Local musher is the "leader of the pack"
By Janice Steinhagen - Staff Writer
Voluntown - posted Tue., Mar. 1, 2011
When Becki Tucker brought her rescued Siberian husky, Yukon, home to Voluntown, he was so wound up that it was driving her crazy. “He would uproot trees, he was so strong,” she said. “I decided he needed a job to burn off all that energy.”
Somebody told her about sled dog races being held practically in her backyard, in Pachaug State Forest. When she hitched Yukon to a sled, he took off like he’d been waiting all his life for this.
“It was exactly what he needed,” she said.
That was 15 years ago, and Tucker hasn’t looked back since. Now she trains her 12-dog team in Pachaug State Forest for races throughout the northeast, from Massachusetts to Canada, seven months of the year.

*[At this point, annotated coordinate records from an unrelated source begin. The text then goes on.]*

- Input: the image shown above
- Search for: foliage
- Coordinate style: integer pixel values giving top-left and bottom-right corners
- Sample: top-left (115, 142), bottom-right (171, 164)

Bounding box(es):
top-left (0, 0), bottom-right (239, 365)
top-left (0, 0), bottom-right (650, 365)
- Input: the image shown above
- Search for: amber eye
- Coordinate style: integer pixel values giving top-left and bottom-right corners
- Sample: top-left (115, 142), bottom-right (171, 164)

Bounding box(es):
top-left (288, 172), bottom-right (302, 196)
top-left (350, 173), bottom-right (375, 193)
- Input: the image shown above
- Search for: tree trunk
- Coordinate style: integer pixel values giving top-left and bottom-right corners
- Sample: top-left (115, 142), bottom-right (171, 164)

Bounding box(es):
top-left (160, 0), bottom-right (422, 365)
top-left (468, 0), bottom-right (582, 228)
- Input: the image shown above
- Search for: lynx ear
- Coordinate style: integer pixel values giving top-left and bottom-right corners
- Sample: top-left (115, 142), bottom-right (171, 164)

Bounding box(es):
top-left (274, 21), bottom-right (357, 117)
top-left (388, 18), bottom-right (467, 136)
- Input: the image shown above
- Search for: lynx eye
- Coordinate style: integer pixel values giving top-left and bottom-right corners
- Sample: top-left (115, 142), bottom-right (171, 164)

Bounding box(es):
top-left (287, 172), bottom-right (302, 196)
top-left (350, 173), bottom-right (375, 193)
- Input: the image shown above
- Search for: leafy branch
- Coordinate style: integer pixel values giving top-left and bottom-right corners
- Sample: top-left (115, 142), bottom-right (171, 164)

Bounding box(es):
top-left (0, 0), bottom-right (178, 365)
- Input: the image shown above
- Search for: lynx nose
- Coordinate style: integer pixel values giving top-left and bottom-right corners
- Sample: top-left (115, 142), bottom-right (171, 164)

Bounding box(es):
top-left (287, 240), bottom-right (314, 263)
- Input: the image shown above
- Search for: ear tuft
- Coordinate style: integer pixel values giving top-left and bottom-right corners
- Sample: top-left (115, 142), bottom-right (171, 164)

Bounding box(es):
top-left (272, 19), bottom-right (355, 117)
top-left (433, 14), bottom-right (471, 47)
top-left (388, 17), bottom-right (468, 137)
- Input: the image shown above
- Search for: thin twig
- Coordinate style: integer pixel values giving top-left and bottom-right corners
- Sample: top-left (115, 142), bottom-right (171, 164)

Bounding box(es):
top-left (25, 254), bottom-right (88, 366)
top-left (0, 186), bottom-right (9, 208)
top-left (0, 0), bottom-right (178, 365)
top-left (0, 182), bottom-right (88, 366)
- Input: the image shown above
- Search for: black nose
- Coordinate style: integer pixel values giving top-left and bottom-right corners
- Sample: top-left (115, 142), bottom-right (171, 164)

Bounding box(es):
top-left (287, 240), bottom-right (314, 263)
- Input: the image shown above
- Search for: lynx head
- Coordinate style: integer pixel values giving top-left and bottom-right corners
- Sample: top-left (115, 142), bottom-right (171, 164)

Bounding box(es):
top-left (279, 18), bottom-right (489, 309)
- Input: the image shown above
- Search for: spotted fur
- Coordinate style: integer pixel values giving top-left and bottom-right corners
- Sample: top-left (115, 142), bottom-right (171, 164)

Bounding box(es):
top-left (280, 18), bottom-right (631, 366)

Last week she was home long enough to catch her breath before heading out to the CanAm, a race she calls “the Super Bowl of dog sled racing,” in Fort Kent, Maine. Her hopes are high for her dog team in the 60-mile event, because she’s cranked their training up a notch this year.
“I won my first money in Sandwich, Maine – my dogs came in fifth out of 11 teams in a 45-mile race,” she said. “These dogs are capable of so much more, and I knew they would give more if I gave them a hundred percent.”
This year the team has logged more than 1,400 miles in training. For daily practice runs, Tucker “lines out” her team (attaching them to their harnesses) to pull an all-terrain vehicle. While it certainly turns heads of the hikers, runners and horseback riders who share the state forest with her, the ATV offers two things a dog sled doesn’t have: weight and brakes.
“When I’m running a 12-dog team, no cart is ever going to stop them,” she said. “The whole point of the ATV is you have to have control of them.” Sometimes she jumps out and runs alongside the team, or corrects her dogs so they don’t develop bad habits.
When the dogs are used to pulling a heavy ATV, a racing sled is practically weightless by comparison, even with Tucker aboard.
While the dogs love their practice runs, everything changes on race day, when excitement reaches a fever pitch. “You can tell there’s a particular time they’re in race mode,” she said. “Envy’s my leader, and race day as soon as she comes out of that box, she stands up straighter. She gets that it’s a race. Everybody’s dogs are excited. As soon as you get that front dog on the line, they start rocking that sled back and forth” – it’s called harness banging.
And once they take off, don’t expect them to stop for anything. If a musher falls off the sled, Tucker said (and it’s happened to her), they should be prepared to “just hang on.” Contrary to popular belief, mushers don’t just stand there and let the dogs do all the work. The often use a pole or “pedal” with one foot, like a skateboarder, to control the team.
Tucker is also gearing up to start training her new pups for the team. It’s a process that can take as long as two years.
“Riding in the truck, loading up, unloading, harnessing – there are so many new things [for the pups]. You want to kind of get their feet wet before training kicks off,” she said.
When she lines out the newbies, “every puppy will go next to one good adult dog,” she said. The experienced dogs keep the youngsters in line and show them the ropes.
Unlike many mushers, Tucker said she only breeds her dogs to add to the team, not to make money selling puppies. She can’t race all her dogs at once, and she’s selective about how she composes her teams. She has run eight-dog races with a team of seven dogs almost perfectly matched in build.
But every dog is part of her backyard “wolf pack,” she added. “Even though they don’t make the race team, they’re still part of us.”
Tucker’s husband, Kevin, is part of the team too. Among other things, he built the dog boxes on the truck used to transport the team. “He’s phenomenal,” said Tucker. “We’re a team just like the dogs.”
Tucker ran the CanAm in eight hours last year. This year she’s shooting for seven. “That’s a win for us,” she said. “I’m in a race versus us. I don’t really care about anybody else’s time.”
Win or lose, she’ll savor one special moment at the CanAm, when she brings her team to the top of a hill that seems to touch the clouds. She’ll remember one of her dogs, Tantrum, who died some time ago but lives on in her heart. “To this day I still see her there,” she said. “I always stop on that hill and tell my dogs how good they did. I have my moment, then off we go.”